Ouch!!! I can feel an Internet flame war coming on…

Cross-posted to Library Boy.


  1. I’ll restrict my comments to the Canadian common law sphere. There are other spheres in which judges and lawyers seem to have no difficulty reading and referring to “academic” scholarship; indeed, even finding it relevant. There, at least, there’s no suggestion that doctrine is all metaphysics. That litigation is more about getting the facts than getting the law right.

    There are some areas of law in which judges seem prepared to read more than caselaw. There are some areas of law in which judges are not.

    There are some academic and otherwise legal writers who most judges will probably read sooner or later if they see that person’s name on an article.

    There are others whose names the judges won’t recognize as likely creating value (even if the judge recognizes the name), so don’t get read because the judge doesn’t have time.

    Most long articles these days have very nice tables of contents with reasonable short portions and sub-portions, covering the particuar area the judge is interested in.

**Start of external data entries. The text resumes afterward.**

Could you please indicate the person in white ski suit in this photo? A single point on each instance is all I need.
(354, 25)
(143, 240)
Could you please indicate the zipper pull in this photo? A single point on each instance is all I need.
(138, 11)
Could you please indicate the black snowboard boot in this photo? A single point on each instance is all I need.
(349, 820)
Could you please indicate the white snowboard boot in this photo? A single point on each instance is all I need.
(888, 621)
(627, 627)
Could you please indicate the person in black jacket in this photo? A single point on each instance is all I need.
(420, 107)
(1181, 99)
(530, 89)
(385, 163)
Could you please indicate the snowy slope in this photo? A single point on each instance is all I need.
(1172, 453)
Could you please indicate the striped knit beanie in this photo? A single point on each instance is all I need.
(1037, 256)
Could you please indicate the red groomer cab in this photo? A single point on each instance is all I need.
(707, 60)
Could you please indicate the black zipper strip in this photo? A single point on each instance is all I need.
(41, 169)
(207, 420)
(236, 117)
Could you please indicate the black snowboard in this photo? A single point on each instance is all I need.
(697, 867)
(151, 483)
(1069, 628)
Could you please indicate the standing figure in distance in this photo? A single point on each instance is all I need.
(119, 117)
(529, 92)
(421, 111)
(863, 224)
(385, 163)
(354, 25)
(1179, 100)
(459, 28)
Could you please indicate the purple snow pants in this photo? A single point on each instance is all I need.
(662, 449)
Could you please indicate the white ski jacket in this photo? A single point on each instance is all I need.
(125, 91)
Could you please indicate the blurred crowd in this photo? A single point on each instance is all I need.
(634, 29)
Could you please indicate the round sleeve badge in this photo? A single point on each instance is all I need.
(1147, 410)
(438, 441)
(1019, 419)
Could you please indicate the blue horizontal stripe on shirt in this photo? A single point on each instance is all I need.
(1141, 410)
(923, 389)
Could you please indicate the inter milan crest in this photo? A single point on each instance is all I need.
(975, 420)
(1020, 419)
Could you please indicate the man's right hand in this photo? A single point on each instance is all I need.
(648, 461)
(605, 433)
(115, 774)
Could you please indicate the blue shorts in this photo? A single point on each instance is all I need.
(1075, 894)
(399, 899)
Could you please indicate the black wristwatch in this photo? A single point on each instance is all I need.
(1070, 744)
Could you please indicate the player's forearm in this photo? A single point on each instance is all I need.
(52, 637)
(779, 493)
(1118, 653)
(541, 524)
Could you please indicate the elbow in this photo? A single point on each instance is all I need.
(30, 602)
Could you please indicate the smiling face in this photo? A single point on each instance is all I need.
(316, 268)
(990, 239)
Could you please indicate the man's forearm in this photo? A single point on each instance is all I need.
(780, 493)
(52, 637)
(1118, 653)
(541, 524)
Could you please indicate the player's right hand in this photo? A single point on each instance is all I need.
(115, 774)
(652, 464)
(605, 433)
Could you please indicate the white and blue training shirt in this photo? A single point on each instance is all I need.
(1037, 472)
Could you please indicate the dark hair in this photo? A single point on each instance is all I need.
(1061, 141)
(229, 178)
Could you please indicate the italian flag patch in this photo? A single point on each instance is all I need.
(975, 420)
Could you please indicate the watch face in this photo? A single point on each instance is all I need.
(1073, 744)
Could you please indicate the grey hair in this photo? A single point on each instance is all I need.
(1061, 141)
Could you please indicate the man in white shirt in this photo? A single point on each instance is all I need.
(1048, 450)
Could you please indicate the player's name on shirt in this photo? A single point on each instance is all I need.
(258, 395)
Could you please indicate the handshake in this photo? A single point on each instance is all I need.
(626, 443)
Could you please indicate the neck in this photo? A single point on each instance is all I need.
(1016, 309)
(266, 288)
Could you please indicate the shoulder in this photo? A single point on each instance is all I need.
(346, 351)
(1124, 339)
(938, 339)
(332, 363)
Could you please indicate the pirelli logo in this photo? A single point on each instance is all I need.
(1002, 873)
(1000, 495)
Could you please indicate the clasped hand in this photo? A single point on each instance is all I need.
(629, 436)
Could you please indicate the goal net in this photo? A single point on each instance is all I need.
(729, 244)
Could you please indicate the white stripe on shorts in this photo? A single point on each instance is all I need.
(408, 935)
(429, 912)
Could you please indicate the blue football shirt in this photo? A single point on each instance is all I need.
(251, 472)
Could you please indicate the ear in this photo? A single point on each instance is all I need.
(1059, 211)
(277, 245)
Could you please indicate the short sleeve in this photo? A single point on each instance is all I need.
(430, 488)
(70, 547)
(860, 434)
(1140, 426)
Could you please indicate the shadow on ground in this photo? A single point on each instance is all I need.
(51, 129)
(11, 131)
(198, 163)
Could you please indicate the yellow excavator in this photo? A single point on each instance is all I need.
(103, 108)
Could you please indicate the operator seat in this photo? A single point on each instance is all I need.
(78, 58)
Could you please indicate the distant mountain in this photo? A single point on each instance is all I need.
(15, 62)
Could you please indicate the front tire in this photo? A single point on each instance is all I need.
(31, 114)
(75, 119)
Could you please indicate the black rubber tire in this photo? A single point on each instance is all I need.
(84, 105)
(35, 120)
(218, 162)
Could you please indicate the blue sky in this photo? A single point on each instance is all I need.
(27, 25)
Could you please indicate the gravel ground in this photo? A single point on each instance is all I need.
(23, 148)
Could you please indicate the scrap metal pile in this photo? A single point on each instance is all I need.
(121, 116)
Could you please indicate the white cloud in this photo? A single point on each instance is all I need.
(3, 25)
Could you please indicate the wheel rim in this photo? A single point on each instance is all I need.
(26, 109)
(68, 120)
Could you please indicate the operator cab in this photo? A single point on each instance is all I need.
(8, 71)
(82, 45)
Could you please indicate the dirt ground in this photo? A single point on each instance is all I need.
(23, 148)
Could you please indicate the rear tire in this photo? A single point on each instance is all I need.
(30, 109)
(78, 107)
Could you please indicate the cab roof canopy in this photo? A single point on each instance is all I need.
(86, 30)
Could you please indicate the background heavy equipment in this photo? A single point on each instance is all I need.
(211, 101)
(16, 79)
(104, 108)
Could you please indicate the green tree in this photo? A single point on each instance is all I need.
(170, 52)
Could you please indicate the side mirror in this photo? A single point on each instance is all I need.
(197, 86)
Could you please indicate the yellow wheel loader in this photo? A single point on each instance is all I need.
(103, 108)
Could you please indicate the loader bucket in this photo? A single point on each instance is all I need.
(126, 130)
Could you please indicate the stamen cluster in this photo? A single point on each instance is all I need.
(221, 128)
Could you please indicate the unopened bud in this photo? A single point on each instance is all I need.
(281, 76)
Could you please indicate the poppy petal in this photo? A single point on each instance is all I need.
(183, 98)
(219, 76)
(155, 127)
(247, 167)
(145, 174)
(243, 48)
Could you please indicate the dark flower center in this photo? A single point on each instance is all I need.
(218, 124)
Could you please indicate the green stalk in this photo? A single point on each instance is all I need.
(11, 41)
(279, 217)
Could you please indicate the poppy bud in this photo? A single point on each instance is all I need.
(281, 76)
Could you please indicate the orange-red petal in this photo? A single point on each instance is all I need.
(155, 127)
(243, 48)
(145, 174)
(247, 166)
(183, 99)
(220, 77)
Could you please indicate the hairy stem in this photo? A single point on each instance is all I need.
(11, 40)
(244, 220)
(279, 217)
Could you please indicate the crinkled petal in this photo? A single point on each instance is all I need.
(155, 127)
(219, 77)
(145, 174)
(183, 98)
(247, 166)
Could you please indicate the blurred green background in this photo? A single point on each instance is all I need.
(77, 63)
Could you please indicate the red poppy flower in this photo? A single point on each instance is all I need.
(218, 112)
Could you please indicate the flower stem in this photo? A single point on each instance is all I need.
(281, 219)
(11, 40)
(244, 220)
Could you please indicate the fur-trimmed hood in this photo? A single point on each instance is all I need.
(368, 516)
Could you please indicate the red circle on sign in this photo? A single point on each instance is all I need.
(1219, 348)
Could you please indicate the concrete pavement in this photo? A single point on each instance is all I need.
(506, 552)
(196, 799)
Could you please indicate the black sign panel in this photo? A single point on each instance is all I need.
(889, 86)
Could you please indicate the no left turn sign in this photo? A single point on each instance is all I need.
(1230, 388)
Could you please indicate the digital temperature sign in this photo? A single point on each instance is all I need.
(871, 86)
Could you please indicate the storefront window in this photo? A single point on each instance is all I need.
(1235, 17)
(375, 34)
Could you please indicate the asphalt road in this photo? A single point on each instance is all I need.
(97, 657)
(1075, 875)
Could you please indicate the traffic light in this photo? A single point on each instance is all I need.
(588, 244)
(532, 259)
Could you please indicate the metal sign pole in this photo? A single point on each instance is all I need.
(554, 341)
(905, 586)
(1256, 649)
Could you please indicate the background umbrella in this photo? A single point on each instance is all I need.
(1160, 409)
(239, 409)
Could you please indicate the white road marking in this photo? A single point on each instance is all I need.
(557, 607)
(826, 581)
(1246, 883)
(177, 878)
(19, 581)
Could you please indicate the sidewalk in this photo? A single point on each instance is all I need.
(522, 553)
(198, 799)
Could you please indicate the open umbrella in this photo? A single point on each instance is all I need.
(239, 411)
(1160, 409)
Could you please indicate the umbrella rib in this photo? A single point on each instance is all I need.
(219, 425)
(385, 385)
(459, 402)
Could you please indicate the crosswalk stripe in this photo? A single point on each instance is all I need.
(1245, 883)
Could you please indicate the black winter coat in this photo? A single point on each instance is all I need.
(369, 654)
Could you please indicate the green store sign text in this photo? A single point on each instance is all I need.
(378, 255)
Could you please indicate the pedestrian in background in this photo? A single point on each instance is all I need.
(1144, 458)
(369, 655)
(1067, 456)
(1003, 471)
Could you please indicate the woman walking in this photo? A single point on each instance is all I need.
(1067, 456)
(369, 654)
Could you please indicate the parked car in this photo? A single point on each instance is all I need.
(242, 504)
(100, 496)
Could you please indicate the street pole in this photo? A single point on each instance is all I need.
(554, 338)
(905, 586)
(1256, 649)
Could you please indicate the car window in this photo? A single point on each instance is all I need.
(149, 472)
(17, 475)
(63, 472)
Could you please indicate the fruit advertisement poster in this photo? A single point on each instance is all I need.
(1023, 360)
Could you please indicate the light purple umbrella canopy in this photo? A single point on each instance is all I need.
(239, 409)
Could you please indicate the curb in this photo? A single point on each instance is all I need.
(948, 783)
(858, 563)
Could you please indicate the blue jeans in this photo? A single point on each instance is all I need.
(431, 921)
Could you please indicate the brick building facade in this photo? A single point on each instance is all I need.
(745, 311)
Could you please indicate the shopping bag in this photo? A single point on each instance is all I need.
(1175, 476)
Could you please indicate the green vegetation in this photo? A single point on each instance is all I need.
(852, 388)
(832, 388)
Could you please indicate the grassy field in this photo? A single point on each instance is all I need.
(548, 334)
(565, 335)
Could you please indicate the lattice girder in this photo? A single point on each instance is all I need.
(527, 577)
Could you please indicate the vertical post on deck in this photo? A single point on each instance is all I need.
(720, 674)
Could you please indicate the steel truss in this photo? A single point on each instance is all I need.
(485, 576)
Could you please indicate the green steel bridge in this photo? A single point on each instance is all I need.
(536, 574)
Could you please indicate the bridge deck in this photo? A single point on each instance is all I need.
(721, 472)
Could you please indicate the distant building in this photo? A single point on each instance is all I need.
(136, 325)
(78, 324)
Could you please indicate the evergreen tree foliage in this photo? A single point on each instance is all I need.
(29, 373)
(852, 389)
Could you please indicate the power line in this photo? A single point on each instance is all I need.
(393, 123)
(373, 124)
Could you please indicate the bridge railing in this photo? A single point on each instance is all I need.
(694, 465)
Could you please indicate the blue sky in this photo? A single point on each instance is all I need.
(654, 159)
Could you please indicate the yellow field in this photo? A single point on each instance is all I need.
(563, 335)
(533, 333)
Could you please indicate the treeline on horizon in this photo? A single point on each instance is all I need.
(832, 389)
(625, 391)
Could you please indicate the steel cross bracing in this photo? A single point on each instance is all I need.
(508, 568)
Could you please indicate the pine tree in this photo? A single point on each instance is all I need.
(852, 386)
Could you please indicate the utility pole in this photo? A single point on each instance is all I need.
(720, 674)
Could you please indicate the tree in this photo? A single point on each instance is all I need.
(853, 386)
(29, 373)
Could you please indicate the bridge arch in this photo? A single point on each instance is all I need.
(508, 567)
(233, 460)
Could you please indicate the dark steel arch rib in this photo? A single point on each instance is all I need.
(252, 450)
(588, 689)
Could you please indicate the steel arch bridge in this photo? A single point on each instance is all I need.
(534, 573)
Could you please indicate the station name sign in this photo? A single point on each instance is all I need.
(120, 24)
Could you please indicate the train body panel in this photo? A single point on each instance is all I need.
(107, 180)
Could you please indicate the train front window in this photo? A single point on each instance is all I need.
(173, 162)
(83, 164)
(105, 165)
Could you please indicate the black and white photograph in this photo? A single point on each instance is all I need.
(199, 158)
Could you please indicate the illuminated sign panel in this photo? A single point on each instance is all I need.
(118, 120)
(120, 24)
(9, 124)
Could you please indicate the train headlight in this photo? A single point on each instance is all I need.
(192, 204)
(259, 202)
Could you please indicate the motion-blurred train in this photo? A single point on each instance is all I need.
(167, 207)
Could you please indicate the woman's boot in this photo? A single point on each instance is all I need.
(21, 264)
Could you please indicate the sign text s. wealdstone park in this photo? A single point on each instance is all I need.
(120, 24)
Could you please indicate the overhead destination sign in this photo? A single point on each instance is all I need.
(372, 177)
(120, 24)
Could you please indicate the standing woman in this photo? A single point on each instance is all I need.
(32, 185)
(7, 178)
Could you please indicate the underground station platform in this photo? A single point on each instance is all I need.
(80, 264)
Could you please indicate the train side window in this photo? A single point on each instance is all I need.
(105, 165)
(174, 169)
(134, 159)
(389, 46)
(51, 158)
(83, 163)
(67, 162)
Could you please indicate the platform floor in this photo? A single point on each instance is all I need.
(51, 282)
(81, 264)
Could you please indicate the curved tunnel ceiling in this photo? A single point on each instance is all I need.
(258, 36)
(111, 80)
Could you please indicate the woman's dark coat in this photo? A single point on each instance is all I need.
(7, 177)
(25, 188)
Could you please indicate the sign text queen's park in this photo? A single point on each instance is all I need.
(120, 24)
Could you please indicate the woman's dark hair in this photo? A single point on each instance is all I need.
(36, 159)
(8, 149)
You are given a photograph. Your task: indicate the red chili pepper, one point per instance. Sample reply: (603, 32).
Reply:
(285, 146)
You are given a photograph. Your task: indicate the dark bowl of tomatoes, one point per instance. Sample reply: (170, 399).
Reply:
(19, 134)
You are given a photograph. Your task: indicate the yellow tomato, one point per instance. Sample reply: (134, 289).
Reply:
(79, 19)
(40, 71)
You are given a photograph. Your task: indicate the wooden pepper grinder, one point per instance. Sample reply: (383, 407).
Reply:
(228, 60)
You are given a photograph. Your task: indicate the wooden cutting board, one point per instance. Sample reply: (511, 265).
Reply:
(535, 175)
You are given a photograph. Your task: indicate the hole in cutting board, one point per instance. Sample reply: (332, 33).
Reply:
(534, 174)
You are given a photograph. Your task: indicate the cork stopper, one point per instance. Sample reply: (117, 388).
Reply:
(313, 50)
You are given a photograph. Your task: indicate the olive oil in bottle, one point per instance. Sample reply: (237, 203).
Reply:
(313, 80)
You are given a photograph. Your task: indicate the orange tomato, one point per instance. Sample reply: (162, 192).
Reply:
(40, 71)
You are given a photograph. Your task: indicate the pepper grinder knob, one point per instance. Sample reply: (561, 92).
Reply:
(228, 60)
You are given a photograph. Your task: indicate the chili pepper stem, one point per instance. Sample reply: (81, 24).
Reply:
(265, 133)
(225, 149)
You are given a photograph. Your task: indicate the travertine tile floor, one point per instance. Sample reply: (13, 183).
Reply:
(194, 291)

If the claim is that the table of contents is too long, well, there’s really no useful response to that, is there?

    I’m sure there are law journals which would be pleased to publish learned articles about the exile of Rosicrucian shmoos from Lower Slobovia in the early 1960s and their subsequent mistreat in rural Dogpatch. Last I heard, nobody is forcing any member of the bench to read those journals. However, I might be wrong. I’m not part of the Inner Sanctum.

    On the other hand, there are a wealth of pointed, relevant articles, in journals aimed at practitioners and judges. Some of the articles are quite short; some longer but nicely broken down with headings in block letters. Even the journals that may often publish reviews of the status of the laws in Upper Lower Slobovia will occasionally publish an article of more relevance to Canada. And it’ll appear in the journal’s index of articles.

    So we (or at least some of we – we being the practising portion of the profession: I include bench and bar in this – think the output of our academic lawyers is too often too detached from reality, even in the areas that concern the practice of law? Paraprhasing a portion of a sound-bite from a somewhat better and more well-known author than will ever be: The fault, dear readers, lies not in our stars, but in ourselves.